Discussion
On November 11, 2025, the 299th Japan Specialist Seminar was held in a hybrid format at the GS Room of the Graduate School of International Studies, Seoul National University, with HA Seong-ho (HK Research Professor, Institute for Global China Studies, Pukyong National University) delivering a lecture titled “Realistic Representations of Machines in Japanese Children’s Popular Culture: Continuities from the Prewar to the Postwar Period.”
The presentation examined how wartime mechanical imagery for children evolved into a central visual style within postwar Japanese popular culture. Focusing on illustrator Komatsuzaki Shigeru, the speaker traced continuities from his wartime depictions of fantastical military machinery to his postwar work in science-adventure emonogatari and plastic model kit box art. Komatsuzaki’s dynamic compositions, dense visual style, and distinctive metallic textures helped shape a lasting aesthetic tradition that reinterpreted prewar and wartime machines as symbols of scientific imagination rather than instruments of war.
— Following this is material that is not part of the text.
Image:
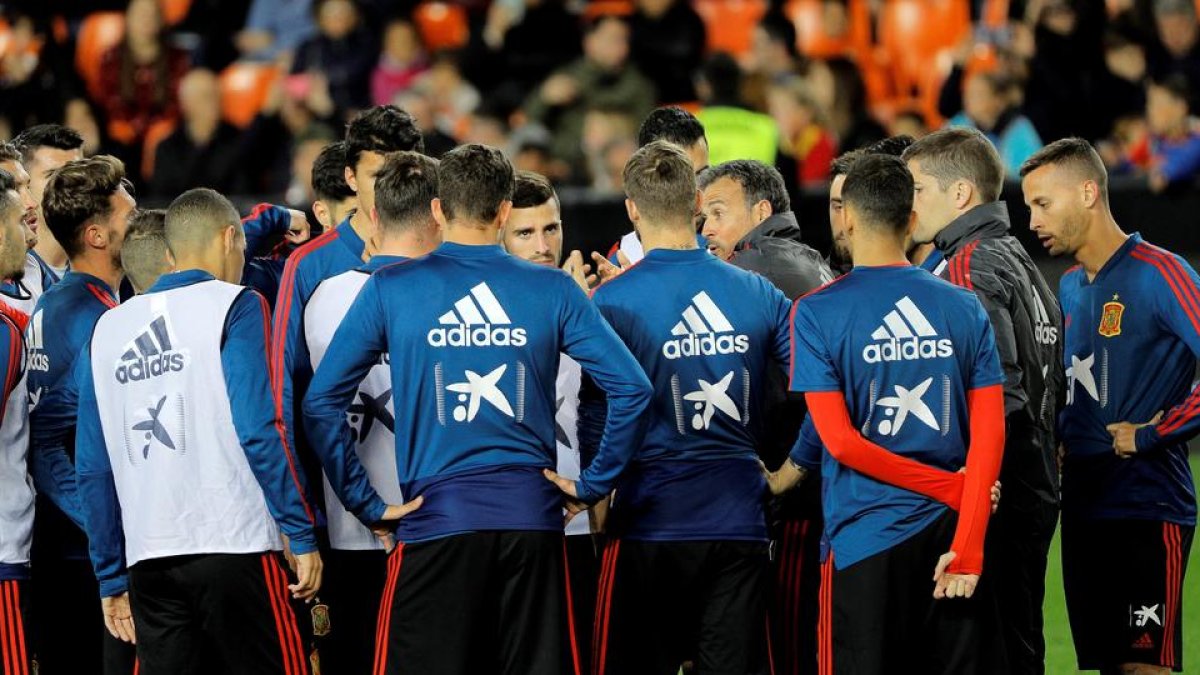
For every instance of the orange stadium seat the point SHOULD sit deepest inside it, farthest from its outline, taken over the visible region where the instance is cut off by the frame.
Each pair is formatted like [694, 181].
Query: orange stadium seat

The discussion addressed topics such as Komatsuzaki’s awareness of wartime collaboration, the relationship between American and Japanese war illustrations, the cultural impact of the Osaka Expo era, and debates surrounding the rightward drift of Japanese popular culture. Participants also explored how wartime visual conventions were adapted across decades and how portrayals of “war without death” became popularized in children’s media. The seminar concluded with an active and wide-ranging Q&A session.